Would you agree that a superstar is public property?

Let me put this very clearly: Shah Rukh Khan is not public property, his work is. Nobody has the right to comment on me per se, only on what is up there on the big screen. But there are people who violate my dignity as a matter of routine, just to get a vicarious thrill. Like this guy on television who asks me to comment on my sexual preferences. You know, it's ironic - when I entered this industry, I was a trendsetter and a role model because I took pride in my marital status. I was a married hero who made it to the top. But today, just because I don't sleep around, don't 'do' my heroines, as the term goes (I don't 'do' 'gori' women either!), I am being questioned about my sex life!
I live my life with dignity. Even in my on-screen romances, I may do pelvic thrusts or flirt with the heroine, but there is never anything that one can't watch with one's family. I'm old-fashioned in that sense. There is a certain piety that I attach to the whole process of acting...
And because I do good, clean acting, I am a good, clean person. And then it angers me when someone slanders me without reason.

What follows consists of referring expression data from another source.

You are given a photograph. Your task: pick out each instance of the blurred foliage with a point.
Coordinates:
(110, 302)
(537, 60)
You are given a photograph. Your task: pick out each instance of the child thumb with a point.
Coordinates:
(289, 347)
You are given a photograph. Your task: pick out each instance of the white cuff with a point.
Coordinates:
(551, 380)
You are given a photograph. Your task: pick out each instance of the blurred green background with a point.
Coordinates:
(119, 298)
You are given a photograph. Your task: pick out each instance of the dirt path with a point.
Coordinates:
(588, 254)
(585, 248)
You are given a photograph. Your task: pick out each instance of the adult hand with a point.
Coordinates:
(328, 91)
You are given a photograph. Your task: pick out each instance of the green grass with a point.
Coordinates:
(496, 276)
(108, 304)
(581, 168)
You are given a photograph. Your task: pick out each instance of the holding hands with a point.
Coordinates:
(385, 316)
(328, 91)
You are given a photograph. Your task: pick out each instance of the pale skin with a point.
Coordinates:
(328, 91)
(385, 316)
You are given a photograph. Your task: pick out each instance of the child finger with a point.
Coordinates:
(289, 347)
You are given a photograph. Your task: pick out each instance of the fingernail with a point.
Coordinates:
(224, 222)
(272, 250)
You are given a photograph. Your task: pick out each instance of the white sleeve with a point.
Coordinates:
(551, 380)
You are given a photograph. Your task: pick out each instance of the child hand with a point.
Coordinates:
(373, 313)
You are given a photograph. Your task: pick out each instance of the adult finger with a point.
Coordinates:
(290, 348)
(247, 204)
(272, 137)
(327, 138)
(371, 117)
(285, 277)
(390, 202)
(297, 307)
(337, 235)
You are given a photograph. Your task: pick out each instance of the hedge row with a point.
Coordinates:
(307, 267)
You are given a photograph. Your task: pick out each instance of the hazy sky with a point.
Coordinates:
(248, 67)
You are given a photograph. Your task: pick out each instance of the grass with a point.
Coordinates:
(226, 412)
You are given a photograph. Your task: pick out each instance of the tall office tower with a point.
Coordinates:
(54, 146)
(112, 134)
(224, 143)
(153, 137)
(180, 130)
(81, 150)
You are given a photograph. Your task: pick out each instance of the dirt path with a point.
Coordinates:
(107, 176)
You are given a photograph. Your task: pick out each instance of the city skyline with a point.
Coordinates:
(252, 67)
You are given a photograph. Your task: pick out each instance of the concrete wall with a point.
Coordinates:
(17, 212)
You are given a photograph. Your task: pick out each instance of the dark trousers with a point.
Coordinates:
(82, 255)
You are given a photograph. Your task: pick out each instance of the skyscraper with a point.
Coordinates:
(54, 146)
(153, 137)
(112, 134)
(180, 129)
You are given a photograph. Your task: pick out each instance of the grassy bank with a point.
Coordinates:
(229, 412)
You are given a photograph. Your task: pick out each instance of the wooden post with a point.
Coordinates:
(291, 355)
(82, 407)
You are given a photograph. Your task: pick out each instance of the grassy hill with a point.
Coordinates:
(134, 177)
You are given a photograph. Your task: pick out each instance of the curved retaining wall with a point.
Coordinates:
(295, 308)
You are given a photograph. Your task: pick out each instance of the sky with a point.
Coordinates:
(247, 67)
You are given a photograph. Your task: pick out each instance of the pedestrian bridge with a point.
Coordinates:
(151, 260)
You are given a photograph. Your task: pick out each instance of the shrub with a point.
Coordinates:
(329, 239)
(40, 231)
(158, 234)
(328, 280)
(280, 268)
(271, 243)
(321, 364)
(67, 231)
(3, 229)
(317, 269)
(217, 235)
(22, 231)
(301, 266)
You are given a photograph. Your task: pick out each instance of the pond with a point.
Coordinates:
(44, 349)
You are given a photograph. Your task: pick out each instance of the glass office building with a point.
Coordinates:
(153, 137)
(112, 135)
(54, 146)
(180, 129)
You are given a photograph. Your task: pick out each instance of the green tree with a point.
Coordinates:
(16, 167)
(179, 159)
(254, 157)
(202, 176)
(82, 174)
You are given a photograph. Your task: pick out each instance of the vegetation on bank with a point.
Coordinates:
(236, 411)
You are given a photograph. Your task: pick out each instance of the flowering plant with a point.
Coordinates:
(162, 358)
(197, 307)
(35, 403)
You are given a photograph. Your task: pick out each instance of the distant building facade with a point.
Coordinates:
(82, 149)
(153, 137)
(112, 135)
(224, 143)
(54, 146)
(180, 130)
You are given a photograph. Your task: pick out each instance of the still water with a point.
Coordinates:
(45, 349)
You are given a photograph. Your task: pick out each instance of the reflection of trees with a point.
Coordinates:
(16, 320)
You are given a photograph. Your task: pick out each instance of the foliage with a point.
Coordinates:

What are you searching for in your journey through life?

Right now, I see myself as this mountain climber who is a man possessed. He wants to break all limits, go upwards and upwards. And he cannot be bothered by questions like, is it cold up there? Have I carried enough provisions? Will my rope break? Am I scared about falling? All I know is that I'm searching for the pot of gold at the end of the rainbow. The glory, the megastar status is great, but beyond that, there is something that I'm searching for. And my biggest worry is whether I will find that pot... Does it even exist at all?

All I know is that I'm searching for the pot of gold at the end of the rainbow. The glory, the megastar status is great, but beyond, that there is something that I'm searching for. And my biggest worry is whether I will find that pot... Does it even exist at all?